Reputation: 103
Below is sample code for imdb dataset.I am a beginner and following a tutorial, I am trying to load my own dataset in keras.How would I modify the code.I would be very grateful
import keras
#Using keras to load the dataset with the top_words
max_features = 10000 #max number of words to include, words are ranked by how often they occur (in training set)
max_review_length = 1600
(X_train, y_train), (X_test, y_test) = imdb.load_data(nb_words=max_features)
print 'loaded dataset...'
#Pad the sequence to the same length
X_train = sequence.pad_sequences(X_train, maxlen=max_review_length)
X_test = sequence.pad_sequences(X_test, maxlen=max_review_length)

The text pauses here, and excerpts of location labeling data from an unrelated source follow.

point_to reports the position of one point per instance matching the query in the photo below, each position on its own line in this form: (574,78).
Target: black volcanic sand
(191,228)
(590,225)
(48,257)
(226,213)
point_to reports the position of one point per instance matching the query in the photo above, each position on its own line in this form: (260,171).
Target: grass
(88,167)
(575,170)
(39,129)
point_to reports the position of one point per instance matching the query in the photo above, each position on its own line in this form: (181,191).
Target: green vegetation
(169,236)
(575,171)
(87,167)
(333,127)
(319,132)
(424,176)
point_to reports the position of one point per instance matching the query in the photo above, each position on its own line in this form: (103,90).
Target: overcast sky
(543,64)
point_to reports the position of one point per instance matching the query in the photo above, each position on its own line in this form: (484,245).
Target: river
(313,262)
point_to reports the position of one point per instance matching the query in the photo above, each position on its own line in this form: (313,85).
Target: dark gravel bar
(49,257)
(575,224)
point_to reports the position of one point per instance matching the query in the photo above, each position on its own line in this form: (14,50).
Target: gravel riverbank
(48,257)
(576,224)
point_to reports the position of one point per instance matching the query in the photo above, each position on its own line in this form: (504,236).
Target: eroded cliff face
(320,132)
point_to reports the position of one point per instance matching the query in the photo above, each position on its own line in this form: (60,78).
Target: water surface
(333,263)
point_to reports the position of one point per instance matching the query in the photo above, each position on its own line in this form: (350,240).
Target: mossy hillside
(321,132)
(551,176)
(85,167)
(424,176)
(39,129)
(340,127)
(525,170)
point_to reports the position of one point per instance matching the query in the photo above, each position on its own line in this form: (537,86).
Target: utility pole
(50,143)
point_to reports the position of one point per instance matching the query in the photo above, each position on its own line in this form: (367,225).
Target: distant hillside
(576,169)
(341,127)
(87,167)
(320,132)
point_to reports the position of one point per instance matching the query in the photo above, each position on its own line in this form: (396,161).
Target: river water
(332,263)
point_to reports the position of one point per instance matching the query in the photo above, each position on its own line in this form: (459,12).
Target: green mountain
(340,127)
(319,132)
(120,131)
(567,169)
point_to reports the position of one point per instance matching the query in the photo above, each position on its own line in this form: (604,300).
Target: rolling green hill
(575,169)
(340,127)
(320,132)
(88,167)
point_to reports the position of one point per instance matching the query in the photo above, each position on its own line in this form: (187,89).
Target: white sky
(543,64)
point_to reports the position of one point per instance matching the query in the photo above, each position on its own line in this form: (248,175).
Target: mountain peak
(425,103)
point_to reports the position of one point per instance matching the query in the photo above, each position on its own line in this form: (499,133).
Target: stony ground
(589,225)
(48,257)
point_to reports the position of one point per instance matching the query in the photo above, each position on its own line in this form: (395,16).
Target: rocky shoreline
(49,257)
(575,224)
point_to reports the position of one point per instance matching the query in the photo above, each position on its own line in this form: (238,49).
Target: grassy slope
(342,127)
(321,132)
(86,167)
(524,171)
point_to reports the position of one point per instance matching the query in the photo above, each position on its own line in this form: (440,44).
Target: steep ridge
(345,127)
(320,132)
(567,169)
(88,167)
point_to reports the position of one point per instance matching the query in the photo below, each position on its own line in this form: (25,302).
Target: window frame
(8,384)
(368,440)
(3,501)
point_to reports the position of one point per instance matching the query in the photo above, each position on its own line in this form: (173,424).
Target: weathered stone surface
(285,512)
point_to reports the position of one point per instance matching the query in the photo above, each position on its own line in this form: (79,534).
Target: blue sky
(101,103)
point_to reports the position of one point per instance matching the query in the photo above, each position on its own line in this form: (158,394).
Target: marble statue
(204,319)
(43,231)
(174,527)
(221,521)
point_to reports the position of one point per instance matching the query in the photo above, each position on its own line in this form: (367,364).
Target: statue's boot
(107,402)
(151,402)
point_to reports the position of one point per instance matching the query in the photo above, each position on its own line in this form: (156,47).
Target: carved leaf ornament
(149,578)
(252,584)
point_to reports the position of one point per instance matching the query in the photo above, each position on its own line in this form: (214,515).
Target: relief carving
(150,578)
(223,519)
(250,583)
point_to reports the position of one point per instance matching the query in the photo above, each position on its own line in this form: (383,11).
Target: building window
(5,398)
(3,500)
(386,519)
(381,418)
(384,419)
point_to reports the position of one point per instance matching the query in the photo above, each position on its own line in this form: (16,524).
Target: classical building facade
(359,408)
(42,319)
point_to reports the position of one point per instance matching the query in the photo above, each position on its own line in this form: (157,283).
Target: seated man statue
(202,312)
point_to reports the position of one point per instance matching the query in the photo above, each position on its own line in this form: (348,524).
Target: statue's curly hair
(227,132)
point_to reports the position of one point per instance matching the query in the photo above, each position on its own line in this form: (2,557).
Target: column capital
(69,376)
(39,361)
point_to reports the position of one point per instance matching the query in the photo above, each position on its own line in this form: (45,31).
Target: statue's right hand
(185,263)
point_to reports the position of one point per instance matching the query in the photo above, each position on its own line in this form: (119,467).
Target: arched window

index_dict = keras.datasets.imdb.get_word_index()
Upvotes: 1
Views: 2766
Reputation: 393
Here's a simple solution with Pandas and CountVectorizer. You'll then need to pad the data and split into test and train as above.
import numpy as np
import pandas as pd
from sklearn.feature_extraction.text import CountVectorizer
data = {
'label': [0, 1, 0, 1],
'text': ['first bit of text', 'second bit of text', 'third text', 'text number four']
}
data = pd.DataFrame.from_dict(data)
# Form vocab dictionary
vectorizer = CountVectorizer()
vectorizer.fit_transform(data['text'].tolist())
vocab_text = vectorizer.vocabulary_
# Convert text
def convert_text(text):
text_list = text.split(' ')
return [vocab_text[t]+1 for t in text_list]
data['text'] = data['text'].apply(convert_text)
# Get X and y matrices
y = np.array(data['label'])
X = np.array(data['text'])
Upvotes: 1